Generation process of DIC.

Conventional methods for dicentric chromosome identification firstly extracts the medial axis of the chromosome image and then identifies the centromeres based on the morphological properties of the chromosome. The commonly used medial axis extraction methods rely on chromosome cross-section pixel information5 and various curve fitting methods6,7,8, while some medial axis extraction methods implement handwritten word recognition9, skeleton pruning techniques10,11 and iterative skeletonisation technique12. For the identification of the centromere, the centromere positions can be calculated by convex and concave property10,12, and the pixel information of the chromosomes6,7,13. The centromere can also be detected by applying multicolor fluorescence in situ hybridization images14,15,16,17. Since the morphology of chromosomes is diverse, the conventional methods cannot easily identify different morphologies of chromosomes, limiting the identification accuracy.

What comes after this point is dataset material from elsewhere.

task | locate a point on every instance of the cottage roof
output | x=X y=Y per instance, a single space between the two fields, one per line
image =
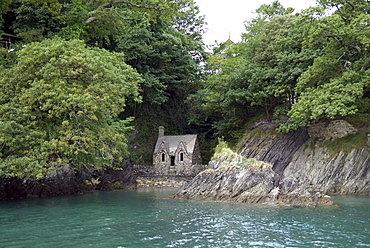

To enhance the identification accuracy for DIC images, in recent years, an increasing number of researchers have employed deep learning algorithms for identification and classification of cell images, such as binucleated lymphocytes images18, human fundus images19, skin cancer images20, and ovary images21. Machine learning methods such as the Feature Pyramid Network22, support vector machine23, hierarchical multilayer neural network with error back propagation training algorithm24, and Siamese network25 have been utilized in the automatic identification of DIC images. Some methods have been implemented to improve the identification accuracy, such as filtering out the undesirable images of metaphase cells by the image filtering neural network22 or image morphological features26,27, straightening chromosomes before identification, and manual proofreading only for DICs after automatic identification28.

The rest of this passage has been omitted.